Ever wondered a simple light bulb could assist eavesdropping on conversations in real-time. That’s exactly what a team of researchers in Israel have come up with. It operates by measuring fluctuations in the air pressure on the surface of the hanging bulb (in response to sound), which cause the bulb to vibrate very slightly (a millidegree vibration) which then can be processed to recover speech and singing – non-invasively, externally, and in real-time.
Remember those shiny realistic looking buttons? Right. They are back. Well not exactly them, but a close kin. You will be fine if you don’t use Apple products though. Tobias Van Schneider makes a case for why he thinks (as he always advocated towards) that this trend is making a comeback.
Here is something very cool that released recently and wants to redefine the way you communicate over the web: Makespace.
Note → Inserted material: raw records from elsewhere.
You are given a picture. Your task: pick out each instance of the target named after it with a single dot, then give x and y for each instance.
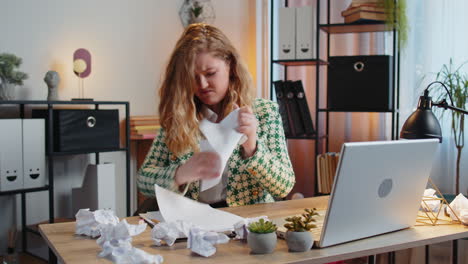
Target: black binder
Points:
(301, 101)
(281, 99)
(297, 127)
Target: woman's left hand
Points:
(248, 126)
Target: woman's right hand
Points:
(202, 165)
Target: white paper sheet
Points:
(221, 138)
(175, 207)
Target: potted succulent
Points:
(396, 18)
(262, 237)
(9, 76)
(298, 237)
(457, 95)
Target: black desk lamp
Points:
(422, 123)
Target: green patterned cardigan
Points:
(267, 174)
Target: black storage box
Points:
(82, 130)
(360, 83)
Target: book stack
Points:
(326, 169)
(360, 10)
(144, 127)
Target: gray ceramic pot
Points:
(261, 243)
(299, 241)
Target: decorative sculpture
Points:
(52, 80)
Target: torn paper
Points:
(221, 138)
(175, 207)
(170, 231)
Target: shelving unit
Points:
(50, 153)
(319, 63)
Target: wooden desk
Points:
(71, 248)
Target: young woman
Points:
(205, 78)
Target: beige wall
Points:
(130, 41)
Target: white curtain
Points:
(438, 32)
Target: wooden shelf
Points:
(362, 27)
(356, 110)
(300, 62)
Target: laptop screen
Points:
(378, 188)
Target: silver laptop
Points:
(378, 188)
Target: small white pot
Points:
(299, 241)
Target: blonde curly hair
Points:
(179, 108)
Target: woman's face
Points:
(212, 75)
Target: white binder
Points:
(11, 157)
(97, 190)
(286, 33)
(34, 153)
(306, 30)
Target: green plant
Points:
(457, 84)
(396, 18)
(197, 9)
(302, 223)
(8, 65)
(262, 227)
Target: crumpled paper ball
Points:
(87, 222)
(122, 231)
(122, 252)
(430, 205)
(460, 206)
(241, 227)
(202, 242)
(170, 231)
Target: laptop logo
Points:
(385, 188)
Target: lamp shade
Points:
(422, 123)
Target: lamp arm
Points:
(445, 105)
(426, 91)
Making private rooms in video calls, restricting sounds within those rooms, spatially all cool stuff. Also some real heavy hitters of Design and tech built this.
When Spotify Design makes an announcement, it tends to be a delightful experience. They recently launched their new spotify.design website talking about all the cool people in there. Here is them taking us through their journey towards a redesign of their brand.
Free wallpapers of some of Deiter Rams’ creations. Typically for design nerds, I’d say. But you must have loved how evolved Apple’s product design has always looked. Well you might want to check the legend, Dieter Rams’ work (especially the stuff he did with Braun). And those were way before Apple. In fact, many of Apple’s products have looked like the legendary works of Deiter Rams. Coincidence?
Design reviews, corporate culture, feedback ethics, ideas, making from for creativity, the importance of business in design and the daunting face of the blank screen. A long read but worthwhile if you’d want to know what it feels like being a UX designer, at least from one perspective.
DHH (legendary programmer and co-founder of Basecamp) has been known for his criticism of Apple and its policies. On 15th of June, DHH and Jason Fried (Rework (book)/Remote (book)Basecamp) launched their new email substitute: Hey.com. We spoke about this launch plan in our first issue I think. either way, Appstore rejected it on various ground, mostly around in app payment policies and that has created a major backlash in the tech community. The matter seems to now be resolved but not without having made a good amount of noise. Critics did mention this controversy probably worked very well for Hey.